I am talking here about the case where you start a download with no existing data, in other words, from scratch. Torrents are divided into units called pieces. The torrent meta data contains the SHA-1 checksums for each piece, so that we can hash each piece once we have downloaded it, for verification purposes. Pieces are downloaded on a block-by-block basis - typically the block size is sixteen kilobytes (16KB).
Another important thing to understand is that BitTorrent peers use a “tit-for-tat” transfer scheduling algorithm. That is, peers will be rewarded by other peers for uploading data to them. It is therefore important that a bootstrapping peer have at least a small number of complete pieces as soon as possible, in order to share them, and hence be rewarded by the “tit-for-tat” algorithm. The bootstrapping peer wants to get at least a few pieces to share as soon as possible.
Additionally, pieces are usually downloaded in rarest-first order. This ensures that rare pieces are replicated sufficiently so that holes do not appear in the torrent as peers leave the swarm. One of the design considerations of BitTorrent - vs other distributed data mechanisms - is to have as reliable replication as possible. It is highly undesirable in bit torrent for even a single piece to disappear, as this could render the final file(s) completely unusable. This contrasts heavily with a file distribution system such as Amazon’s Dynamo, where it may be quite acceptable for data to disappear - is it really a huge deal if a user loses the contents of their shopping cart in an outage?

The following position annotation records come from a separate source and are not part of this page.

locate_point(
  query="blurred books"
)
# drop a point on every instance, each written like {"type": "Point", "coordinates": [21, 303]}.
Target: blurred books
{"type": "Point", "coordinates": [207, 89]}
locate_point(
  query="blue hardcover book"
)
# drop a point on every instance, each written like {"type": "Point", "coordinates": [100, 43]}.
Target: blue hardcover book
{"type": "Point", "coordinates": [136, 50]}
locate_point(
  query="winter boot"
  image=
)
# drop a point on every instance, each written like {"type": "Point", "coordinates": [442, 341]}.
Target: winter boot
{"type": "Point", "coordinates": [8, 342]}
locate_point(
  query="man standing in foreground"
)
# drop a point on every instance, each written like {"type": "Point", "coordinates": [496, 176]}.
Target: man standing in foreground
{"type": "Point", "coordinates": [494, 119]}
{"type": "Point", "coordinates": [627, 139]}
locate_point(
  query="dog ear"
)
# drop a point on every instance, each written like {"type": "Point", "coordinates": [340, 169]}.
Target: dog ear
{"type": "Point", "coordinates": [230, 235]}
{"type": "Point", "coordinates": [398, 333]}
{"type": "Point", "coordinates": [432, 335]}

In any case, the desire to ensure replication of the rarest pieces in a torrent is overridden by the need to get a small number of pieces as a peer is bootstrapping. To this end, the initial pieces are downloaded in random order as opposed to rarest-first order. In practice this means the bootstrapping peer should get its initial data quite a bit faster. The number of pieces to download before switching to rarest-first order is suggested to be four.
As a general point, the peer will aim to complete a piece fully before requesting blocks belonging to another piece. Alternately put, if the peer has a few blocks in one piece, it will concentrate on downloading the remaining blocks belonging to that piece before starting on another piece.